Employee Attrition Factors Prediction

University of Toronto Machine Intelligence Team — Sun, 12 Jun 2022 16:33:00 GMT

A UTMIST Project by Maliha Lodi, Afnan Rahman, Kevin Qu, Omer Raza Khan, Yinan Zhao, and Matthew Zhu.

Project Overview

An organization is only as good as its employees, as they provide the company with its competitive advantage. As a result, it is imperative that companies understand how to retain their top talent. Using machine learning and data analytics, this project aims to identify areas of improvement across all departments of a company by determining factors that might be responsible for employee attrition in different teams.

To this date, no automated process to predict employee attrition is known to be used by any company. Yet, organizations face large amounts of tangible and intangible costs due to high employee turnover rates. Thus, we constructed a pipeline for predicting employee attrition using machine learning. In this project, we predicted combinations of factors that may be responsible for significant employee turnover rates. We provided insights to Human Resources teams on how to increase their employee retention rate by making necessary improvements.

Dataset

The data used for this project is from the IBM HR Analytics Employee Attrition & Performance Dataset. It contains 35 categorical and numerical features for 1470 unique employees who work in one of nine different job roles, along with the information on whether they have quit or not. As the project largely depends on the predictions done by supervised learning, the labels in the dataset are crucial for this project.

Data Preprocessing

Before inputting our data into our models, we preprocessed it to allow our models to properly learn the patterns present in the data and enhance the overall performance. Our dataset contained many categorical variables, which we transformed into numerical data using one-hot encoding. We chose this specific encoding method to avoid introducing a relationship between the values of the variables; we simply wanted to convert them to a numerical format.

While initially exploring the data, we also found that our dataset was imbalanced: there were drastically more employees who did not quit their job than those who did. We used Synthetic Minority Oversampling Technique (SMOTE) to fix this problem by artificially growing the number of employees who quit. This technique was chosen as the research papers we referenced also utilized it. We also did not want to decrease the size of the dataset by deleting a certain number of rows where an employee stayed with the company in our balancing attempt.

The final preprocessing step we took included removing irrelevant variables, such as employee number, and aggregating common variables like daily_rate, hourly_rate, and monthly_rate into one column.

Classifiers

The project begins by using five binary classifiers that classify employees based on whether they would quit their job or not. The models are Logistic Regression, Decision Tree, Random Forest, XGBoost, and Support Vector Machine (SVM). These models were chosen since past research has used them to address similar classification problems.

Logistic Regression

Logistic Regression is a machine learning model that determines the probability of two possible outcomes in a binary classification setting. For feature selection, a wrapper auto feature selection method was used. As well, the hyperparameters of the logistic regression models were tuned using random search. The final model achieved an accuracy of 91.89%, which is better than the research paper’s accuracy of 85.48%.
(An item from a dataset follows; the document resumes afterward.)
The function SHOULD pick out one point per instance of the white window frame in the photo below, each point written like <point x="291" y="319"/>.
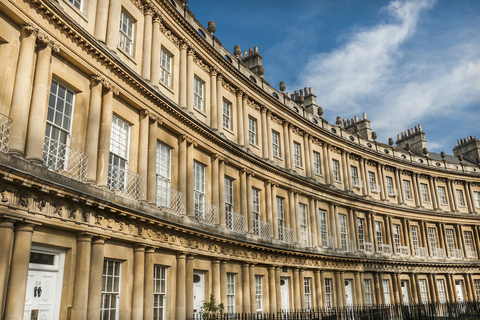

Support Vector Machine (SVM)

The Support Vector Machine (SVM) classifier plots data points in high-dimensional space and tries to create a hyperplane to most adequately classify the data; nearby data points are called the “Support Vectors.” To refine our model, we used a Sequential Forward Selector with the wrapper method to achieve an accuracy of 88%, cutting down the data to just around 20 features. To further improve the model, we ran hyperparameter tuning with Grid and Random search. We reached a maximum accuracy across all validation and tests of 92%, which is a 7% increase from the reference paper.

Decision Tree

Decision Trees are widely used in both regression and classification problems and utilize a tree-like data structure to make decisions on how to split input data into two subsections in each iteration repeatedly. Seventeen features were selected in the feature selection stage, increasing the baseline model accuracy by about 6%. This stage was conducted using a Sequential Forward Selector. The hyper-parameter tuning did not cause any improvements in the model metrics, leaving the best possible model with a final accuracy of 88.8%, about 9% better than the research paper referenced.

Random Forest

The random forest model is an ensemble model that is a collection of multiple decision trees where the predictions from each decision tree get stored, and the prediction with the highest votes is yielded as the model’s final prediction. To train the model, 15-fold cross validation was selected, which provided an accuracy of 93%. This is almost a 10% increase from the reference paper. The k=15 was chosen due to the smaller size of the dataset. As the feature selection and the hyperparameter tuning techniques decreased the accuracy, no such fine-tuning techniques were included in the final model training.

XGBoost

The XGBoost (eXtreme Gradient Boosting) model is also a tree-based ensemble method that is one step up from the random forest model. It creates decision trees in parallel and combines the weaker trees to create a collectively stronger model. To train the model, XGBoost’s feature importance technique was used, which discarded 18 features. Using the selected features, the model was trained using 15-fold cross validation, and Random Search CV was used to fine-tune the model. The final model yielded 92.73% accuracy, around 3% higher than the reference paper.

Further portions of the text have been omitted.